Quanta Magazine
Proteins are the molecular machines that sustain every cell and organism, and knowing what they look like will be critical to untangling how they function normally and malfunction in disease. Now researchers have taken a huge stride toward that goal with the development of new machine learning algorithms that can predict the folded shapes of not only proteins but other biomolecules with unprecedented accuracy.
In a paper published today in Nature, Google DeepMind and its spinoff company Isomorphic Labs announced the latest iteration of their AlphaFold program, AlphaFold3, which can predict the structures of proteins, DNA, RNA, ligands and other biomolecules, either alone or bound together in different embraces. The findings follow the tail of a similar update to another deep learning structure-prediction algorithm, called RoseTTAFold All-Atom, which was published in March in Science.
While the previous versions of these algorithms could predict protein structures — a remarkable achievement in itself — they didn’t go far enough to dispel the mysteries of biological processes because proteins rarely act alone. “Every time I would give an AlphaFold2 talk, I could almost guess what the questions were going to be,” said John Jumper, who leads the AlphaFold team at Google DeepMind. “Someone was going to raise their hand and say, ‘Yes, but my protein interacts with DNA. Can you tell me how?’” Jumper would have to admit that AlphaFold2 didn’t know the answer.
But AlphaFold3 might. Along with other emerging deep learning algorithms, it goes beyond proteins to a more challenging, and more relevant, biological landscape that includes the vast diversity of molecules interacting in cells.

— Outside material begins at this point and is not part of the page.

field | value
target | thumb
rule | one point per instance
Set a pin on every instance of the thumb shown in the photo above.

“Now you’re getting at all the complex interactions that matter in biology,” said Brenda Rubenstein, an associate professor of chemistry and physics at Brown University who was not involved with either study. “You’re starting to get more of the bigger picture.”
Understanding those interactions is “fundamental to biological function,” said Paul Adams, a molecular biophysicist at Lawrence Berkeley National Laboratory who was also not involved in either study. “Both groups have made significant progress in addressing [this].”
Both algorithms have limitations, but they have the potential to evolve into even more powerful prediction tools. In the coming months, scientists will begin to test them, and in doing so they will reveal how useful these algorithms might be.
AI Advances in Biology
Deep learning is a flavor of machine learning that’s loosely inspired by the human brain. These computer algorithms are built using complex networks of informational nodes (called neurons) that form layered connections with one another. Researchers provide the deep learning network with training data, which the algorithm uses to adjust the relative strengths of connections between neurons to produce outputs that get ever closer to training examples. In the case of protein artificial intelligence systems, this process leads the network to produce better predictions of proteins’ shapes based on their amino-acid sequence data.
AlphaFold2, released in 2021, was a breakthrough for deep learning in biology. It unlocked an immense world of previously unknown protein structures, and has already become a useful tool for researchers working to understand everything from cellular structures to tuberculosis. It has also inspired the development of additional biological deep learning tools. Most notably, the biochemist David Baker and his team at the University of Washington in 2021 developed a competing algorithm called RoseTTAFold, which like AlphaFold2 predicts protein structures from sequence data.